# How to Calculate Root Mean Square Error (RMSE) in Excel

In statistics, regression analysis is a technique we use to understand the relationship between a predictor variable, x, and a response variable, y.

When we conduct regression analysis, we end up with a model that tells us the predicted value for the response variable based on the value of the predictor variable.

One way to assess how “good” our model fits a given dataset is to calculate the root mean square error, which is a metric that tells us how far apart our predicted values are from our observed values, on average.

The formula to find the root mean square error, more commonly referred to as RMSE, is as follows:

RMSE = √[ Σ(Pi – Oi)2 / n ]

where:

• Σ is a fancy symbol that means “sum”
• Pi is the predicted value for the ith observation in the dataset
• Oi is the observed value for the ith observation in the dataset
• n is the sample size

Technical Notes:

• The root mean square error can be calculated for any type of model that produces predicted values, which can then be compared to the observed values of a dataset.
• The root mean square error is also sometimes called the root mean square deviation, which is often abbreviated as RMSD.

Next, let’s look at an example of how to calculate root mean square error in Excel.

## How to Calculate Root Mean Square Error in Excel

There is no built-in function to calculate RMSE in Excel, but we can calculate it fairly easily with a single formula. We’ll show how to calculate RMSE for two different scenarios.

### Scenario 1

In one scenario, you might have one column that contains the predicted values of your model and another column that contains the observed values. The image below shows an example of this scenario: If this is the case, then you can calculate the RMSE by typing the following formula into any cell, and then clicking CTRL+SHIFT+ENTER:

=SQRT(SUMSQ(A2:A21-B2:B21) / COUNTA(A2:A21)) This tells us that the root mean square error is 2.6646. The formula might look a bit tricky, but it makes sense once you break it down:

=SQRT(SUMSQ(A2:A21-B2:B21) / COUNTA(A2:A21))

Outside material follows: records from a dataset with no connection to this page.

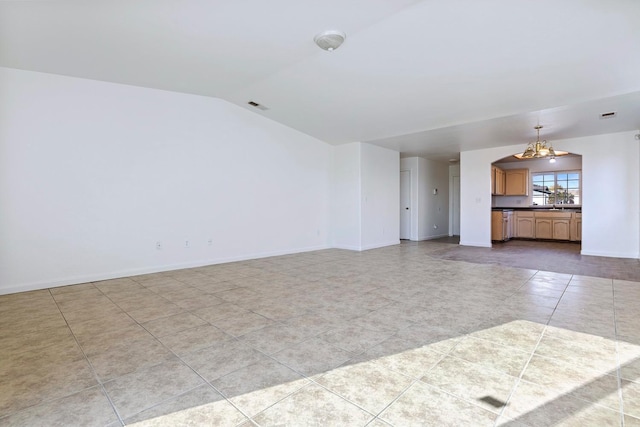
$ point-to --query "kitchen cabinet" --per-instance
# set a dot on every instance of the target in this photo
(497, 181)
(524, 225)
(544, 228)
(532, 224)
(560, 229)
(553, 225)
(516, 182)
(501, 225)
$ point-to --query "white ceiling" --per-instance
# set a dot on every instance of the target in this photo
(427, 78)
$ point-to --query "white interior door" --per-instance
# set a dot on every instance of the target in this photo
(456, 206)
(405, 204)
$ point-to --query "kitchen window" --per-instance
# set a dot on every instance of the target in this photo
(556, 188)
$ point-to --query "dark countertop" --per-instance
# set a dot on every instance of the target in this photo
(541, 208)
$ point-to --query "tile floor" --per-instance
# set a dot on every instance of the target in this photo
(396, 336)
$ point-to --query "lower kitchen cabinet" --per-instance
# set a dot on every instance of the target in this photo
(501, 225)
(524, 225)
(547, 225)
(553, 225)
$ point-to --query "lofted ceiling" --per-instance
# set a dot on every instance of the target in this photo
(427, 78)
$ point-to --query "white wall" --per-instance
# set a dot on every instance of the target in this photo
(610, 190)
(365, 197)
(93, 174)
(454, 172)
(345, 197)
(411, 164)
(428, 209)
(434, 208)
(380, 197)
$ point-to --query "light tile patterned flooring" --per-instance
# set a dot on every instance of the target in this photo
(393, 336)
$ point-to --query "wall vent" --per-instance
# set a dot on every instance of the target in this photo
(258, 106)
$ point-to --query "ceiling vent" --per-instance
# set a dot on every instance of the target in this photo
(258, 106)
(330, 40)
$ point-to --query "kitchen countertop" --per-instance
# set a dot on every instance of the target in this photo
(535, 208)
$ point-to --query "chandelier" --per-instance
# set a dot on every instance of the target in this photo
(540, 149)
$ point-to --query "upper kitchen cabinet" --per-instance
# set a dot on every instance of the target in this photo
(516, 182)
(497, 181)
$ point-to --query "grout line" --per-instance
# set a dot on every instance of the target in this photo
(86, 358)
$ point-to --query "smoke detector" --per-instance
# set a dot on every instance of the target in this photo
(330, 40)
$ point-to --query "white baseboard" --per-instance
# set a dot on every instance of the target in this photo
(380, 245)
(433, 237)
(75, 280)
(477, 244)
(611, 254)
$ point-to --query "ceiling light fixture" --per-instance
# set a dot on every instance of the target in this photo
(330, 40)
(540, 149)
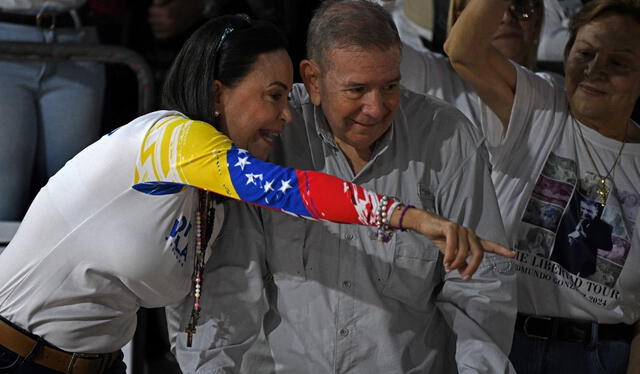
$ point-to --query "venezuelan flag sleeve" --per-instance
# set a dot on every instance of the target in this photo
(178, 152)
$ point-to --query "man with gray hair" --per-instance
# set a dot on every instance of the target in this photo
(320, 297)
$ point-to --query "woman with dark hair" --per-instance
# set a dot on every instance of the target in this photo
(126, 223)
(575, 153)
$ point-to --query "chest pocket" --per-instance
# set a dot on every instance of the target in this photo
(285, 245)
(415, 271)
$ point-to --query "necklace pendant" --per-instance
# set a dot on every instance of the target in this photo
(602, 191)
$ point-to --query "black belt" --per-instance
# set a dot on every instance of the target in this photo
(570, 330)
(47, 20)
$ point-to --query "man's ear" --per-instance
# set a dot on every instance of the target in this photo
(310, 73)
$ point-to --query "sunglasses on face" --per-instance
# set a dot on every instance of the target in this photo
(523, 10)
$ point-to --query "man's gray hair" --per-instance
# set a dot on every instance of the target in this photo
(350, 23)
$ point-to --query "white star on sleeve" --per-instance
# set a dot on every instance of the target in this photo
(285, 186)
(268, 186)
(242, 162)
(250, 178)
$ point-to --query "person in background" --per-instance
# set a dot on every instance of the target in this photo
(310, 297)
(126, 223)
(39, 129)
(431, 73)
(558, 149)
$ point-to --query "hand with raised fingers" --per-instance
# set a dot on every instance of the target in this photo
(456, 242)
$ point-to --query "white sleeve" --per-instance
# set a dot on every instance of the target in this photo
(482, 310)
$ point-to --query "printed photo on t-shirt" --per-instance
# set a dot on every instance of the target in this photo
(569, 238)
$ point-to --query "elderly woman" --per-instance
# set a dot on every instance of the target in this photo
(126, 223)
(567, 165)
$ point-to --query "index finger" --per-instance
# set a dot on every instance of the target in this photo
(477, 254)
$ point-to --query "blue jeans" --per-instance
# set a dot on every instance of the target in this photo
(49, 111)
(538, 356)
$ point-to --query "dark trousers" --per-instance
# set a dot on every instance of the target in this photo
(530, 355)
(11, 362)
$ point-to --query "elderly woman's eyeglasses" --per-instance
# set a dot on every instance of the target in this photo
(523, 10)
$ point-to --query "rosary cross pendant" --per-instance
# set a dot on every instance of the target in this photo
(602, 191)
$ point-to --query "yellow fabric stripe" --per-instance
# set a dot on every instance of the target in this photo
(189, 152)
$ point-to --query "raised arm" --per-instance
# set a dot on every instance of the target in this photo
(477, 61)
(178, 152)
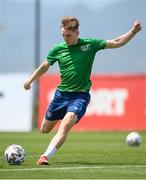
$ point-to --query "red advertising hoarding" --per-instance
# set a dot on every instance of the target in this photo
(118, 102)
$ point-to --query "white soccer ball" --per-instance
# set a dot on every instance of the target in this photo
(133, 139)
(14, 154)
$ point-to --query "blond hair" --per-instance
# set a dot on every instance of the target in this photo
(70, 23)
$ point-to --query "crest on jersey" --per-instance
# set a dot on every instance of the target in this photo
(84, 48)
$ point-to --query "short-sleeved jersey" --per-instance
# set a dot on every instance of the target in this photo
(75, 63)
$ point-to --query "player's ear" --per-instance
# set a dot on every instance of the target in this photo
(78, 32)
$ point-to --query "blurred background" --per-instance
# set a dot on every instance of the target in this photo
(29, 28)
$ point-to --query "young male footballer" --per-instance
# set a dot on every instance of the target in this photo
(75, 57)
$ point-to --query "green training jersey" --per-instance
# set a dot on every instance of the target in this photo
(75, 63)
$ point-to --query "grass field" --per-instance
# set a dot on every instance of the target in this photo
(85, 155)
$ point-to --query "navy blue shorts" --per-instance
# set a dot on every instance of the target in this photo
(64, 102)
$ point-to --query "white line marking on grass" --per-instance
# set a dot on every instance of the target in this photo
(71, 168)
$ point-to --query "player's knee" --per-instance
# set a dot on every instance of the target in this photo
(44, 130)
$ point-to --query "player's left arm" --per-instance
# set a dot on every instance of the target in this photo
(125, 38)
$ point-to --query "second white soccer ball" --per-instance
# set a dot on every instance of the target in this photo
(14, 154)
(133, 139)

• First, we calculate the sum of the squared differences between the predicted and observed values using the SUMSQ() function.
• Next, we divide by the sample size of the dataset using COUNTA(), which counts the number of cells in a range that are not empty.
• Lastly, we take the square root of the whole calculation using the SQRT() function.

### Scenario 2

In another scenario, you may have already calculated the differences between the predicted and observed values. In this case, you will only have one column that displays the differences.

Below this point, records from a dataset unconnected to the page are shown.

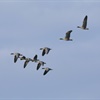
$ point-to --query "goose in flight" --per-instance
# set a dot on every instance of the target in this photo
(35, 58)
(27, 60)
(45, 50)
(40, 63)
(22, 58)
(84, 25)
(46, 70)
(16, 56)
(67, 36)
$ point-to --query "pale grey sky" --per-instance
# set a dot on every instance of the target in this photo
(26, 26)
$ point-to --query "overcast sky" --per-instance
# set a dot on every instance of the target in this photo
(26, 26)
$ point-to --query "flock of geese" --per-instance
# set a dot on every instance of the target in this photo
(46, 50)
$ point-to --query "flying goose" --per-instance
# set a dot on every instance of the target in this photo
(27, 60)
(22, 58)
(67, 36)
(45, 50)
(16, 56)
(40, 63)
(84, 24)
(35, 58)
(47, 69)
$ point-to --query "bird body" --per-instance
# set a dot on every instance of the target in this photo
(27, 60)
(40, 63)
(67, 36)
(45, 50)
(47, 69)
(35, 59)
(16, 56)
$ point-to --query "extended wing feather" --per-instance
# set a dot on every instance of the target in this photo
(85, 22)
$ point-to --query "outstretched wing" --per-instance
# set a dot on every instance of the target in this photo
(43, 52)
(45, 72)
(35, 57)
(68, 34)
(15, 58)
(85, 22)
(25, 63)
(38, 66)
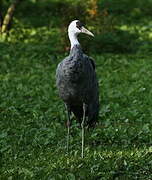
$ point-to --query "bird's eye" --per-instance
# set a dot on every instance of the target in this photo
(79, 25)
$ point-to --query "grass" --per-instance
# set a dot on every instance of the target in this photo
(32, 126)
(32, 117)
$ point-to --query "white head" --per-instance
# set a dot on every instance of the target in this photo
(75, 28)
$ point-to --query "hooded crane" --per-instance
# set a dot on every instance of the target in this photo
(77, 83)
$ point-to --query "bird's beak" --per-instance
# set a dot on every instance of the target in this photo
(84, 30)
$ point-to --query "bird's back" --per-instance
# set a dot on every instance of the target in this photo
(77, 84)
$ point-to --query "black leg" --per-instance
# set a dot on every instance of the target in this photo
(68, 125)
(82, 126)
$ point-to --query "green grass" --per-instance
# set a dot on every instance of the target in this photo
(32, 119)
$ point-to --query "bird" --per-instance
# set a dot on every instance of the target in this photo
(77, 83)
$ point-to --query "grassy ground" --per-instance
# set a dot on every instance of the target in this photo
(32, 126)
(32, 117)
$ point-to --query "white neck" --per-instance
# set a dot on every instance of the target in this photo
(73, 39)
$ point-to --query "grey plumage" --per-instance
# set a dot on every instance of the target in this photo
(77, 84)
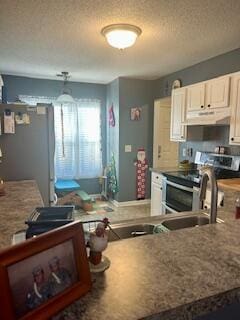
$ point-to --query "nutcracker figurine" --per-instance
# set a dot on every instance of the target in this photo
(141, 174)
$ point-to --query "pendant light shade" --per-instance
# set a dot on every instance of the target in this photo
(121, 36)
(66, 96)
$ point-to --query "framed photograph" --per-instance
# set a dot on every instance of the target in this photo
(43, 275)
(136, 114)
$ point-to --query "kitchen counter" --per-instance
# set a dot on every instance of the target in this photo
(177, 275)
(21, 198)
(230, 184)
(172, 276)
(162, 169)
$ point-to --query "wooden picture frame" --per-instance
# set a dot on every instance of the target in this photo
(28, 288)
(135, 114)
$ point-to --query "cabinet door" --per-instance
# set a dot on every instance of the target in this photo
(234, 137)
(217, 92)
(195, 97)
(178, 131)
(156, 199)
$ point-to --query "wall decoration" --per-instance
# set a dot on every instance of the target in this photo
(111, 117)
(9, 123)
(112, 177)
(41, 276)
(136, 113)
(176, 84)
(141, 174)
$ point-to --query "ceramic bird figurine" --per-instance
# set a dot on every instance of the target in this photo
(98, 242)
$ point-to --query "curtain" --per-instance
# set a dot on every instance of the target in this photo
(77, 126)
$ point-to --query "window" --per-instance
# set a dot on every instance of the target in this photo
(77, 137)
(78, 140)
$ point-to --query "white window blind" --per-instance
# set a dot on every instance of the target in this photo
(78, 140)
(77, 126)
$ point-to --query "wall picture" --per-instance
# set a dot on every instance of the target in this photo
(136, 113)
(43, 275)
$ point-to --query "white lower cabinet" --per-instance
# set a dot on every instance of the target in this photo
(156, 194)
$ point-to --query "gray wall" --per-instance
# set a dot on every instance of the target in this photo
(16, 85)
(134, 93)
(217, 66)
(113, 132)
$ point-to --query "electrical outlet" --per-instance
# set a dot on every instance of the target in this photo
(128, 148)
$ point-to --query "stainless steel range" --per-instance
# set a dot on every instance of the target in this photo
(181, 188)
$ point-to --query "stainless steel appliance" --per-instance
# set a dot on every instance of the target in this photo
(180, 189)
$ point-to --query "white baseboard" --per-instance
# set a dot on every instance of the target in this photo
(95, 196)
(130, 203)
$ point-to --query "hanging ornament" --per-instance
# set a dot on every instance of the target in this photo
(141, 174)
(111, 117)
(62, 127)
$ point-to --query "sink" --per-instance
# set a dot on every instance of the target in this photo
(129, 231)
(185, 222)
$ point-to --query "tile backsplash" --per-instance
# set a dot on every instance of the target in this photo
(212, 136)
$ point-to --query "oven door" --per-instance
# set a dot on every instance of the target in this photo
(178, 198)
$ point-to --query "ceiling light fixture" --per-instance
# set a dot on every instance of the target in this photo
(121, 36)
(66, 95)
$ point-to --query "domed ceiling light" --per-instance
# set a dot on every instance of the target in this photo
(121, 36)
(65, 96)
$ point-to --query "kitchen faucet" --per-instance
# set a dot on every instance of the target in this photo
(208, 174)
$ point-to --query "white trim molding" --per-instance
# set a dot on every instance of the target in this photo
(130, 203)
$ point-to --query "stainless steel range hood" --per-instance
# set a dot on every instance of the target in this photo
(209, 117)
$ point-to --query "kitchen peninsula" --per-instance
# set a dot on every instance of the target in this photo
(176, 275)
(21, 198)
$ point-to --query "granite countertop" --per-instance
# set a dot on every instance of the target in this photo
(172, 276)
(177, 275)
(164, 169)
(21, 198)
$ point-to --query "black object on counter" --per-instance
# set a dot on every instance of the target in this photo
(44, 219)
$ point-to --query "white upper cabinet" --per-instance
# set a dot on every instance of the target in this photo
(178, 130)
(234, 137)
(217, 93)
(195, 97)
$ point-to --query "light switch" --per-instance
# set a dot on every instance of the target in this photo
(128, 148)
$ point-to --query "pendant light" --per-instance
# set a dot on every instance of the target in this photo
(66, 95)
(121, 36)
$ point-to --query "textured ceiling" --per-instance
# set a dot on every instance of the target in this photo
(40, 38)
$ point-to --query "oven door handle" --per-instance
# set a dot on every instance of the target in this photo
(179, 186)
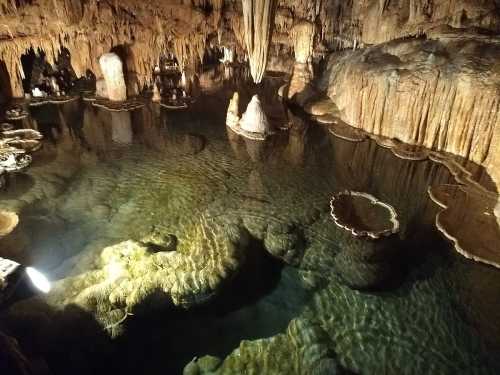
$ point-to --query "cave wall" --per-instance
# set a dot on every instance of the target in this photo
(441, 93)
(89, 28)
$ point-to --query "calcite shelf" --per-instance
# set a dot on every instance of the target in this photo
(8, 222)
(468, 220)
(364, 215)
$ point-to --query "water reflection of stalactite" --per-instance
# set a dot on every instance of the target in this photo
(121, 128)
(295, 149)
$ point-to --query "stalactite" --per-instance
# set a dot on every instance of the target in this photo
(258, 17)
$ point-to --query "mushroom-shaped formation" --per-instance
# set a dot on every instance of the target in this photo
(60, 99)
(28, 140)
(232, 117)
(369, 250)
(469, 219)
(254, 120)
(254, 123)
(364, 215)
(346, 132)
(112, 70)
(8, 222)
(124, 106)
(16, 113)
(258, 18)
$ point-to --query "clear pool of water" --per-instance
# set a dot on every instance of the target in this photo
(264, 280)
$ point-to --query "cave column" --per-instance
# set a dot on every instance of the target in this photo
(112, 70)
(258, 17)
(302, 76)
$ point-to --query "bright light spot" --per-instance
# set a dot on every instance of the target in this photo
(38, 279)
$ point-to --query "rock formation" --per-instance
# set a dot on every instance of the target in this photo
(453, 106)
(259, 22)
(8, 222)
(112, 69)
(233, 118)
(302, 76)
(254, 120)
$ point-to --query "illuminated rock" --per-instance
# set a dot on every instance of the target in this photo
(254, 120)
(8, 222)
(112, 70)
(302, 76)
(232, 118)
(368, 247)
(469, 218)
(363, 215)
(258, 21)
(100, 88)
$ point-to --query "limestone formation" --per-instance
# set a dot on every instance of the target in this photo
(363, 215)
(156, 94)
(468, 220)
(8, 222)
(129, 273)
(302, 76)
(259, 22)
(112, 70)
(453, 106)
(254, 120)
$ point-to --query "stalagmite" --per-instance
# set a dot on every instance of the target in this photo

The image below shows an example of this scenario. The predicted values are displayed in column A, the observed values in column B, and the difference between the predicted and observed values in column D: If this is the case, then you can calculate the RMSE by typing the following formula into any cell, and then clicking CTRL+SHIFT+ENTER:

=SQRT(SUMSQ(D2:D21) / COUNTA(D2:D21)) This tells us that the root mean square error is 2.6646, which matches the result that we got in the first scenario. This confirms that these two approaches to calculating RMSE are equivalent. The formula we used in this scenario is only slightly different than the one we used in the previous scenario:

=SQRT(SUMSQ(D2:D21) / COUNTA(D2:D21))

• Since we already calculated the differences between the predicted and observed values in column D, we can calculate the sum of the squared differences by using the SUMSQ() function with just the values in column D.
• Next, we divide by the sample size of the dataset using COUNTA(), which counts the number of cells in a range that are not empty.
• Lastly, we take the square root of the whole calculation using the SQRT() function.

## How to Interpret RMSE

As mentioned earlier, RMSE is a useful way to see how well a regression model (or any model that produces predicted values) is able to “fit” a dataset.

The larger the RMSE, the larger the difference between the predicted and observed values, which means the worse the regression model fits the data. Conversely, the smaller the RMSE, the better a model is able to fit the data.

It can be particularly useful to compare the RMSE of two different models with each other to see which model fits the data better.